Multi-stage builds shrink images

Build wheels in a fat stage, copy only the runtime artifacts to a slim stage. A typical Python service image drops from ~1.2GB to ~150MB this way.

Running in Production

uvicorn — ASGI Server

$ uvicorn myapp.main:app --host 0.0.0.0 --port 8000 --workers 4

gunicorn + uvicorn workers

For Linux production, the standard is gunicorn managing uvicorn workers — robust process management, graceful reloads, and signal handling.
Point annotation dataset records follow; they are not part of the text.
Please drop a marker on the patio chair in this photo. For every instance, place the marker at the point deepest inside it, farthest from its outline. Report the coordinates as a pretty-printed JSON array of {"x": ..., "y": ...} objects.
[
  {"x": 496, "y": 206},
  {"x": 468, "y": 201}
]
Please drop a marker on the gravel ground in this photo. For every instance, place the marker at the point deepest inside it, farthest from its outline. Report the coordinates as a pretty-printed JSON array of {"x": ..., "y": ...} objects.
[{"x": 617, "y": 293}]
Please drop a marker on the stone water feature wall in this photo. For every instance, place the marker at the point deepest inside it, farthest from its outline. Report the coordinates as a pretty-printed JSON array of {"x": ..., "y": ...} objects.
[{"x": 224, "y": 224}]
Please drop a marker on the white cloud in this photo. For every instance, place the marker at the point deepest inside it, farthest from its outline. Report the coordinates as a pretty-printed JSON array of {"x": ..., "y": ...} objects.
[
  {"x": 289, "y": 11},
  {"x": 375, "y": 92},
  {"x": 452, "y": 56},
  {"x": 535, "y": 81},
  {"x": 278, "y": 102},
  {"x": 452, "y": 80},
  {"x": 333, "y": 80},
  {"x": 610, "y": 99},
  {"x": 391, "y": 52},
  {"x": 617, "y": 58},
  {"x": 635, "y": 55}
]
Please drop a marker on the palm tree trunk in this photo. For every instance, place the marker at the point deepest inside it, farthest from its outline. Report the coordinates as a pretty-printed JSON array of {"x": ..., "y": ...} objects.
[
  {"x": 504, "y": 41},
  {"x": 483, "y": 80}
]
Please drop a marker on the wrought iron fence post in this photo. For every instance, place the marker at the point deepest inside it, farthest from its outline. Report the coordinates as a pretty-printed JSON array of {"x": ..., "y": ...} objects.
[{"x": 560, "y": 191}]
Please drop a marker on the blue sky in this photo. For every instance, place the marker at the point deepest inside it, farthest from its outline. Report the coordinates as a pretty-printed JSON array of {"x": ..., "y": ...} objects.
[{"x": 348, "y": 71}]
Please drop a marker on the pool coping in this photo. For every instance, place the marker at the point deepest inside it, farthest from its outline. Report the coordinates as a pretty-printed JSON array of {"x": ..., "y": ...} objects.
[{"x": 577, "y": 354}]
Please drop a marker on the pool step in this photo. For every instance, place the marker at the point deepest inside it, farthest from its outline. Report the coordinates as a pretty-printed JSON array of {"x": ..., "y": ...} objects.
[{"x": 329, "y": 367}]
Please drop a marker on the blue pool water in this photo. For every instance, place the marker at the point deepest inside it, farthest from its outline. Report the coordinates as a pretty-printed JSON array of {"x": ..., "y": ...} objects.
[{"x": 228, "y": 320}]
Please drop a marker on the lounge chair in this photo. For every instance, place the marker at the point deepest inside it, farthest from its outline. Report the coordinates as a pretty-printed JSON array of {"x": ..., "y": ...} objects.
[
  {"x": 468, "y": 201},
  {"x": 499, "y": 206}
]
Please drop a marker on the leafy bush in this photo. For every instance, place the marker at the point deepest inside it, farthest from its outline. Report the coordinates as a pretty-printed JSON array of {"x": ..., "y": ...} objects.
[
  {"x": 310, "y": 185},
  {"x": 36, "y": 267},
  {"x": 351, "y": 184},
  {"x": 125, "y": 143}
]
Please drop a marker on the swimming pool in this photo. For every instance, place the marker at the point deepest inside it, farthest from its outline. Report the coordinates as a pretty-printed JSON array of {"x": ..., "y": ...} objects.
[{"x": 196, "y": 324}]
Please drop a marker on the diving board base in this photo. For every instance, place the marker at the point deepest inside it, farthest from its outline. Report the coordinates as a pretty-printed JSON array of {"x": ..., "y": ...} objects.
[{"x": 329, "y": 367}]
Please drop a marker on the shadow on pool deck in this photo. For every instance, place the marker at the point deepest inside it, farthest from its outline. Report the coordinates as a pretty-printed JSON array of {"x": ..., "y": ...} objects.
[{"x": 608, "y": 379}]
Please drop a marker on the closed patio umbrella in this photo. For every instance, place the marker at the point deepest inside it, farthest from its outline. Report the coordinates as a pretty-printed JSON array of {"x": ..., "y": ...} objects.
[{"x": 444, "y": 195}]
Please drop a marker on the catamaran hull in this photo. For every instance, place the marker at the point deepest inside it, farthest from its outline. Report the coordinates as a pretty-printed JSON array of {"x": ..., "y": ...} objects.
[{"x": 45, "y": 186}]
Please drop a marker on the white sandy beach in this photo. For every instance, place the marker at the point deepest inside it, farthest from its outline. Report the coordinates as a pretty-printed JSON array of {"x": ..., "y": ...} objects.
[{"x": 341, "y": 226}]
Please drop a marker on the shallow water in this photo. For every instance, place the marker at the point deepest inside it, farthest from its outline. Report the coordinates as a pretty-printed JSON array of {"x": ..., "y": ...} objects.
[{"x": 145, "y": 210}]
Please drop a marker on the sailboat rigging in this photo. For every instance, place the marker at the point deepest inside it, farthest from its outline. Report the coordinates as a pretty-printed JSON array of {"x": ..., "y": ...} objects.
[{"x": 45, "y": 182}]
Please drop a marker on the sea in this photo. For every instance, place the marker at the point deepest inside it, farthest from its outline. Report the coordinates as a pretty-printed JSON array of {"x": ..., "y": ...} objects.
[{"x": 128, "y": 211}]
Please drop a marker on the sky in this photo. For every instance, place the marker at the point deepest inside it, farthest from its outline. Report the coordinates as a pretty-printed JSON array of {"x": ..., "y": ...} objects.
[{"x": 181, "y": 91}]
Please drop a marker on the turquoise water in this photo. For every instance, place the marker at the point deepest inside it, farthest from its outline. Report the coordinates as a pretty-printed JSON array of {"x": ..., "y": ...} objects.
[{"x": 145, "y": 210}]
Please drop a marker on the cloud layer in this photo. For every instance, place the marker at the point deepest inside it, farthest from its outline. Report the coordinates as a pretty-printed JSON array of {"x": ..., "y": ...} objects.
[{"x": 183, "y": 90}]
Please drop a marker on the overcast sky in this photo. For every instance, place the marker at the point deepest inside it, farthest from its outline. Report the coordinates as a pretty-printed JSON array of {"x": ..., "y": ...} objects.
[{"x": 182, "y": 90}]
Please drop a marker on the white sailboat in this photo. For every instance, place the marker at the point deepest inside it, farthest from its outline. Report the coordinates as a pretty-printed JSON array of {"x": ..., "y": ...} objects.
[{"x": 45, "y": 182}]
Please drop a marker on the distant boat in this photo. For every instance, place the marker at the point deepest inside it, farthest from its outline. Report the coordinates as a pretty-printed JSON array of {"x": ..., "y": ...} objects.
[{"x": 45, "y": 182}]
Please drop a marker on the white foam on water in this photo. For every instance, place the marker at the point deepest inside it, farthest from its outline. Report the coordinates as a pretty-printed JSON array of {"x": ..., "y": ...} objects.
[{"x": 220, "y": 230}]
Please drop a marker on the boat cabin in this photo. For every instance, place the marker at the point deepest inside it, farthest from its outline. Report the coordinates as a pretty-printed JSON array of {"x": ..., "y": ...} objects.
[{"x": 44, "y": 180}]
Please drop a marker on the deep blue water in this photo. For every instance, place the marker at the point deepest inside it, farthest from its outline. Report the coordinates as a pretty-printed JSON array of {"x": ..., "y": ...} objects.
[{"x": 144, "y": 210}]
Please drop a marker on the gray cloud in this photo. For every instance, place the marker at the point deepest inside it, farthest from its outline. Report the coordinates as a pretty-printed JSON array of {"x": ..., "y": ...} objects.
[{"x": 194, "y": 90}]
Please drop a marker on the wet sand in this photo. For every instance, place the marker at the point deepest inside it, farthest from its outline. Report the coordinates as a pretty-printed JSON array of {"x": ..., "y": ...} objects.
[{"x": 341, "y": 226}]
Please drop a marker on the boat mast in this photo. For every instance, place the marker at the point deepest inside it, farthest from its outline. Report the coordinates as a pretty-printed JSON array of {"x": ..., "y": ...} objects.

$ gunicorn myapp.main:app \
    -w 4 \
    -k uvicorn.workers.UvicornWorker \
    --bind 0.0.0.0:8000 \
    --access-logfile - \
    --error-logfile -

How many workers?

Rule of thumb: 2 × CPU + 1 for CPU-bound, more for I/O-bound. With async, even a few workers can handle thousands of concurrent connections.

CI/CD with GitHub Actions

# .github/workflows/ci.yml
name: CI
on: [push, pull_request]

jobs:
  test:
    runs-on: ubuntu-latest
    steps:
      - uses: actions/checkout@v4
      - uses: actions/setup-python@v5
        with:
          python-version: "3.12"
          cache: pip
      - run: pip install -e ".[dev]"
      - run: ruff check .
      - run: mypy src
      - run: pytest --cov=myapp

  build:
    needs: test
    runs-on: ubuntu-latest
    steps:
      - uses: actions/checkout@v4
      - run: docker build -t myapp:${{ github.sha }} .
      - run: docker push myapp:${{ github.sha }}

Kubernetes Deployment

apiVersion: apps/v1
kind: Deployment
metadata:
  name: myapp
spec:
  replicas: 3
  selector:
    matchLabels:
      app: myapp
  template:
    metadata:
      labels:
        app: myapp
    spec:
      containers:
        - name: app
          image: myapp:1.0
          ports:
            - containerPort: 8000
          readinessProbe:
            httpGet: { path: /health, port: 8000 }
          livenessProbe:
            httpGet: { path: /health, port: 8000 }
          resources:
            requests: { cpu: "100m", memory: "128Mi" }
            limits:   { cpu: "500m", memory: "512Mi" }
---
apiVersion: v1
kind: Service
metadata:
  name: myapp
spec:
  selector: { app: myapp }
  ports:
    - port: 80
      targetPort: 8000

Add an Ingress, a HorizontalPodAutoscaler, and you have an autoscaling, load-balanced service. See the Kubernetes track for the full picture.

Production Checklist

Before shipping

  • Health endpoint: /health returning 200 when ready, used by load balancer + Kubernetes probes.
  • Structured JSON logs to stdout — let your platform aggregate.
  • Metrics endpoint: /metrics for Prometheus.
  • Graceful shutdown: handle SIGTERM, drain in-flight requests.
  • Secrets: from env or secret manager, never committed.
  • Pinned versions: reproducible builds — no surprises in prod.
  • Resource limits: CPU and memory caps prevent runaway containers.
  • Read-only filesystem: container with no write access reduces blast radius.

🎯 Practice Exercises

Exercise 1: Build a wheel

Take a small Python app. Add pyproject.toml. Run python -m build. Install the resulting wheel in a fresh venv.

Exercise 2: Dockerize

Write a multi-stage Dockerfile. Measure final image size. Run the container locally.

Exercise 3: CI pipeline

Create a GitHub Actions workflow that runs ruff, mypy, and pytest on every push.

Exercise 4: Kubernetes

Write a Deployment + Service for your app. Apply to a local cluster (kind/minikube). Hit the service from a port-forward.